C'est le deuxième documentaire consacré au cinéma pour Victor Bonnefoy, cette fois accompagné à la réalisation de son collègue Thomas Combret, et pas des moindres : il s'agit de nous faire la rétrospective de près d'un an de salles de cinéma fermées en France à travers les témoignages de nombreux intervenants qui bossent dans le milieu.
La réalisation est plus sobre que le documentaire précédent du même réalisateur, moins typée "vidéo YouTube" aussi. Le montage a une certaine fluidité qui fait qu'on enchaîne les témoignages sans s'ennuyer. Après du côté de l'image, le film est si bavard qu'on peut se demander si ça aurait pu simplement passer en tant que gros podcast audio.
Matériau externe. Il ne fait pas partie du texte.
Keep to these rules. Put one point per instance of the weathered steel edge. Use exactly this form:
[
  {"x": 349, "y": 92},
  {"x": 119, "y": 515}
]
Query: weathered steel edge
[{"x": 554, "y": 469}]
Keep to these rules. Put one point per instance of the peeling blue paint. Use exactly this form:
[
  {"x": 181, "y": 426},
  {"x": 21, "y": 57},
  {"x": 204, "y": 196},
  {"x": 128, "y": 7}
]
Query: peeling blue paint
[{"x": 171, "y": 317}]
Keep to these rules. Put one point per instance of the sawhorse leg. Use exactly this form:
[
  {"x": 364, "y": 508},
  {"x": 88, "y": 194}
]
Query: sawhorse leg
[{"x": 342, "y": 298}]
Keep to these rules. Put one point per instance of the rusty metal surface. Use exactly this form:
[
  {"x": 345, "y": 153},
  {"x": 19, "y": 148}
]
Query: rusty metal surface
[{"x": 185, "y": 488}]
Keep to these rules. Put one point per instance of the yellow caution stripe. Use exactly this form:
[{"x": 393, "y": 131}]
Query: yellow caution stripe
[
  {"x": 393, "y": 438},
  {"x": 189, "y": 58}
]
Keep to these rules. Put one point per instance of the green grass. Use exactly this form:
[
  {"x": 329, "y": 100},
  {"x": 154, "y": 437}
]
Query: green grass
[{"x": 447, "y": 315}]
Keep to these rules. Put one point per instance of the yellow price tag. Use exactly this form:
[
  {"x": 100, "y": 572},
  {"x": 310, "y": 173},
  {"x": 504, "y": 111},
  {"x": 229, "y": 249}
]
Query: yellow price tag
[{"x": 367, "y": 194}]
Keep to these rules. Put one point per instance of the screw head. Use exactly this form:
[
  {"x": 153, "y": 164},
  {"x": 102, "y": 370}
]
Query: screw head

Bien que je ne souhaite pas du tout défoncer le film parce que les intentions derrière le projet sont largement louables et que le résultat est très loin d'être irregardable, il n'est pas dénué de défauts et gardez bien à l'esprit que tout ce que je vais énumérer là c'est plus pour être constructif qu'autre chose, sinon j'aurais descendu le film avec ma note.
Déjà c'est un parti pris mais bon c'est le côté égocentrique de Victor qui s'exprime : se filmer dans une salle de cinéma en train de regarder des extraits de CNews, des César ou du JT de TF1 n'apporte rien. Je comprends qu'esthétiquement c'est un peu plus classe que d'enchaîner des passages de chaîne d'infos en continu entre les témoignages des différents intervenants, mais en dehors de ça quel intérêt ? Je veux dire, que Bertrand Tavernier se filme face caméra pour parler de films français qu'il adore entre deux extraits de films, pourquoi pas, mais là je ne pense pas qu'il était vital qu'on voit le réalisateur face caméra, surtout que ces passages n'enrichissent pas le propos du film.
Maintenant parlons du propos du film parce que là encore il y a un hic, mais c'est inhérent aux travaux de Victor Bonnefoy, le fait de poser une question sans y répondre vraiment, un manque de point de vue. Là encore c'est un parti pris, et je trouve ça mieux géré que dans le documentaire Genre c'est du cinéma puisqu'ici on a pas des interrogations en l'air qui font que le spectateur va se dire "Ça fait réfléchir" une fois le long-métrage terminé, mais à la place on a une collection de témoignages de gens qui bossent dans le milieu du cinéma et vont parfois se contredire entre eux. D'ailleurs le documentaire nous habitue tellement à cette pluralité d'opinions que dès que tout le monde se rejoint plus ou moins sur un même sujet (le piratage par exemple), j'avais envie de voir un contradicteur débarquer. Un peu comme dans A Day in the Life of America de Jared Leto, comme on empile les témoignages les uns sur les autres, à la fin on obtient quelque chose de plutôt factuel, mais on a pas le vrai point de vue du réalisateur sur le sujet traité, ça ne transparait pas et ça me perturbe toujours un peu quand je regarde un documentaire.
D'ailleurs certaines interventions sont bien salées, Bachelot en prend plein la tronche, Jonathan Barré m'a beaucoup surpris par rapport à la façon dont il parle de Netflix, on évoque le piratage mais aussi le milieu de la distribution. Tout cela est fondamentalement passionnant, mais les propos sont dilués dans un documentaire qui ne respecte pas forcément l'ordre chronologique des événements et ça donne un côté fouillis à l'ensemble. On passe d'un sujet à un autre parfois sans transition particulière et j'aurais du mal à expliquer comment le documentaire a été construit. Au début je pensais que c'était plutôt linéaire puisqu'on part du début de l'année 2020, puis on parle du deuxième confinement très vite après le premier, avant qu'un intervenant n'évoque la première réouverture de l'an dernier...
Ce n'est clairement pas un film parfait, mais il a été réalisé rapidement et pour la bonne cause. Le fait de laisser beaucoup de place aux intervenants permet aussi au film d'être un témoignage de ce moment précis qu'on a vécu l'année dernière, mais du côté de l'industrie cinématographique en France. Et rien que pour ça, ça vaut le détour.